This course introduces the concept of Policy Drift Surveillance within the Working Capital – Consumer Credit framework. It focuses on establishing ongoing surveillance mechanisms to detect gradual divergence between approved credit policies, intended risk appetite, and actual underwriting or portfolio management practices over time.
Learners will explore key assessment dimensions such as forward-looking risk scanning, macro linkage integration, stress scenario design, and robustness evaluation to anticipate emerging threats, with an emphasis on independent validation and well-documented rationale. The course highlights how policy drift can emerge gradually through repeated overrides, changing utilisation patterns, evolving market conditions, operational inconsistencies, or weakened governance discipline. It also examines how effective surveillance frameworks help institutions identify early warning signs of drift, strengthen corrective action processes, and maintain alignment between approved policy intent and operational execution.
The course distinguishes policy drift surveillance from broader operational procedure design, emphasizing its role in continuous monitoring, structured breach identification, escalation governance, and exposure-level response management, whereas operational procedure design focuses on establishing baseline workflows, responsibilities, and execution processes. Each requires distinct evidence standards, ownership, and approval authority.

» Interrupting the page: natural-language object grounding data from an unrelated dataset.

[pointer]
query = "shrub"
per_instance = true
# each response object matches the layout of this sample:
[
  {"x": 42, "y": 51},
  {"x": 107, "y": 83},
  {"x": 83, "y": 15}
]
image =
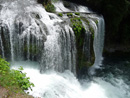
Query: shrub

By the end of the course, participants will understand how to design, assess, and implement policy drift surveillance frameworks in practice, particularly within Forward-Looking Risk and Emerging Threat management. The course also emphasizes the role of the senior credit leader in setting portfolio limits, governing exception criteria, and driving strategic alignment across the Working Capital – Consumer Credit function, ensuring disciplined surveillance oversight, proactive corrective action, and alignment with credit committee priorities.